I don't know if this would complicate things but it seems like karma sums can easily fail to tell us what we want to know about a poster. It would be nice to have karma stats like karma/comment, percentage of karma from top-level posts, subjective karma rankings (which is just the karma you've given out), karma weighted for posters you like, karma weighted for poster you dislike etc.

This is starting to sound like Whuffie. Which might be nifty, actually, but computationally difficult.

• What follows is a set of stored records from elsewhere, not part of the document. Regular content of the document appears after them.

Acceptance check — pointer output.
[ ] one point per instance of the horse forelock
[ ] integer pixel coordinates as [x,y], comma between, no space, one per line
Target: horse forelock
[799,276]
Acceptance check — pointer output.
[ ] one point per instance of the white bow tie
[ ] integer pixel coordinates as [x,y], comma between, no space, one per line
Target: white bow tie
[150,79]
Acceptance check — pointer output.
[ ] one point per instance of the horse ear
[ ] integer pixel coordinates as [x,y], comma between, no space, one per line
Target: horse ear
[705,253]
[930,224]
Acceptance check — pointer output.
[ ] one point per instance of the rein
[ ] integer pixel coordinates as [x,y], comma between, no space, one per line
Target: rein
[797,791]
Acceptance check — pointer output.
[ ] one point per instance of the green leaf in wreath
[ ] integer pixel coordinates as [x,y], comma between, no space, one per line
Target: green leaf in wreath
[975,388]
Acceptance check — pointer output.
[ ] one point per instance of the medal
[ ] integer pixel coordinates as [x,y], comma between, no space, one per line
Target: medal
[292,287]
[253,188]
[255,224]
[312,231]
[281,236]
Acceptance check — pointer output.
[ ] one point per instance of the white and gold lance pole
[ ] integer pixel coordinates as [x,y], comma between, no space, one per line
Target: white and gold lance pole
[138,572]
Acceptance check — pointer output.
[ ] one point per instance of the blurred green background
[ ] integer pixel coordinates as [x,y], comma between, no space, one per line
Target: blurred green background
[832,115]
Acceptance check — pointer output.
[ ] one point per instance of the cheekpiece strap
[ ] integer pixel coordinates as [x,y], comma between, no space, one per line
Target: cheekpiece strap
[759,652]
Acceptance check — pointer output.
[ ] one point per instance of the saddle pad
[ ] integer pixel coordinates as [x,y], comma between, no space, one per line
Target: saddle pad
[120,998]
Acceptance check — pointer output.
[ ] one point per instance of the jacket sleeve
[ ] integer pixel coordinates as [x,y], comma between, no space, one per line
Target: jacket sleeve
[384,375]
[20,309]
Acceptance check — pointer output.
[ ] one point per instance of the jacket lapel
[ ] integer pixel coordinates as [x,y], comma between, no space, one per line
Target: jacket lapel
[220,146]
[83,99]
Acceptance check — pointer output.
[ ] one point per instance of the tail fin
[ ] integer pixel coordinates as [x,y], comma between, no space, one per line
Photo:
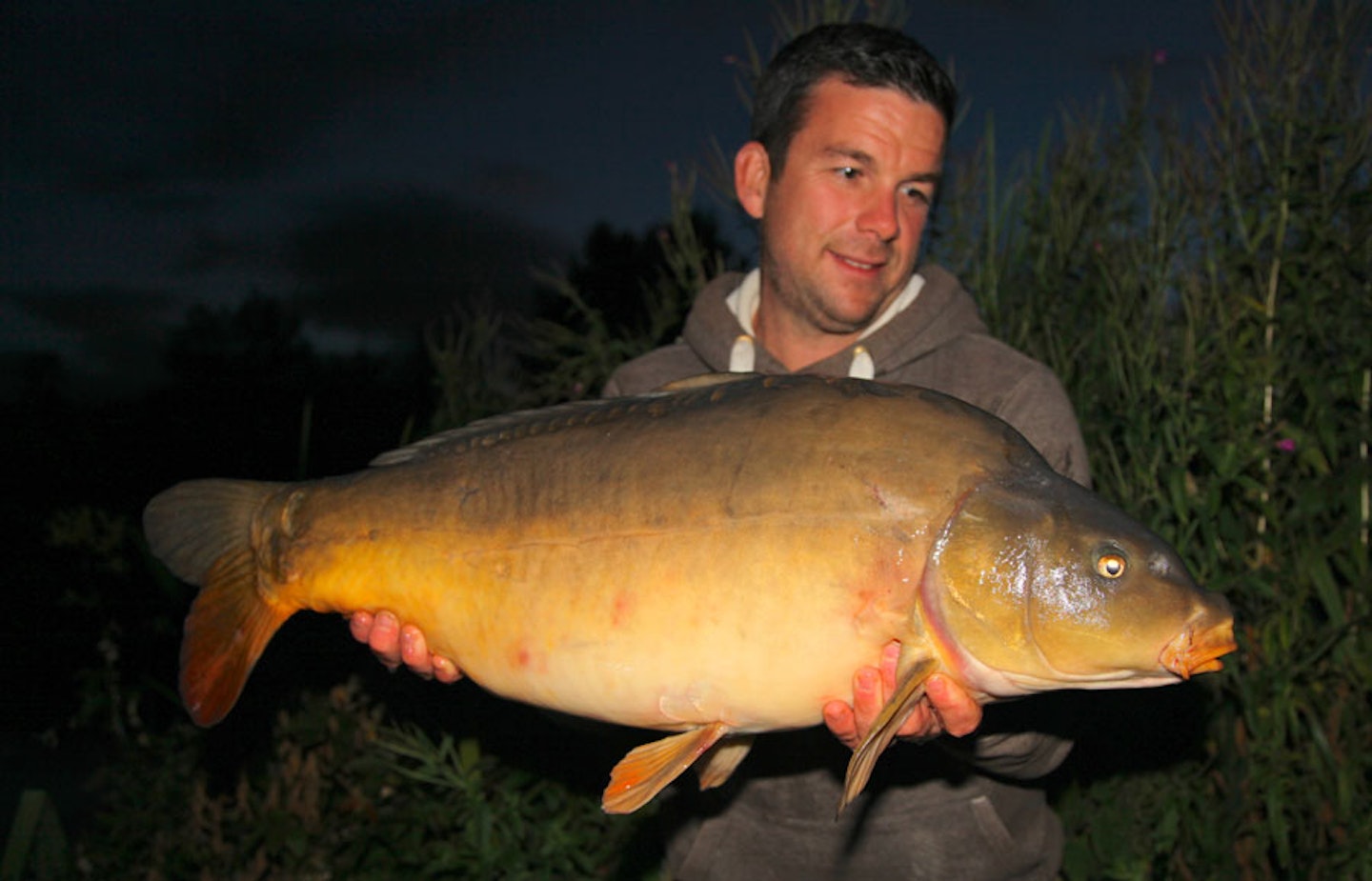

The social aspects of implementing Whuffie are much harder than the computational aspects.

[-]Jack10

:-) Er. If it is starting to sound like a Whuffie that is because I just stole the last three ideas from that wikipedia entry. I literally read that page five minutes ago, after I googled "reputation economy" and started reading the Doctorow book when Kevin brought it up above.

[-]Jack00

For Less Wrong karma to eventually be worth something as part of a reputational economy, there is no way around allowing wealth transfers between karma and real world currency/services. Doing this in a way that scales to the globalist level while not being subject to anything like the USA PATRIOT Act is an unsolved problem.

Can you say more about this?

It's kind of a vague statement acknowledging the limits of starting a new system that becomes more powerful than our existing global system while acknowledging that possibility. There's a long way to go between karma transfers on Less Wrong and the Whuffie system from Down and Out in the Magic Kingdom.

It seems that if there were karma transfers in place, betting against a funny picture post would be an almost guaranteed loss.

We could set up some ground rules that would exclude you specifically from starting the post, but I don't see how any rules set up in advance would prevent collusion to create the thread. Also, any karma lost for making an explicitly bad thread would be more than made up for with the 500 karma win.

Yes, I proposed a bet that was nearly a guaranteed win as long as I would be allowed to start the thread.

100 karma to Matt Stevenson for pointing that out.

You're assuming, of course, that you wouldn't be voted down to below -50, in which case no one wins.

I was planning on making sure the terms allowed for me to make the thread as a comment on an existing thread. I admit that giving myself favorable terms was bad for the virality of this post. The whole thing would have worked better if Jack was willing to continue discussing terms with me, and he would have been more likely to do so if the terms of the bet were actually good for him.

I might try to get people to transfer karma via a different post. Does anyone want to play flip a coin or rock paper scissors for karma?

An interesting note here that is hinted in earlier comments but not suggested outright...

Some folks seem to use karma as some sort of proxy for Rationality Belt Level... a betting system using karma would more tightly bind to this idea, as we generally see making good bets as a sign of rationality (all else equal).

The Donors' Comments section seems to be just a static page. Still, EY or someone else from SIAI should be able to confirm that you owe me 100 karma. The donation comment reads "CannibalSmith here. Kevin owes me 100 karma."

Should we record this on the existing wiki page for bets or make a new karma IOU page?

I also think that admins can manually adjust karma, an admin subtracting 100 karma from me and giving you 100 karma works even better.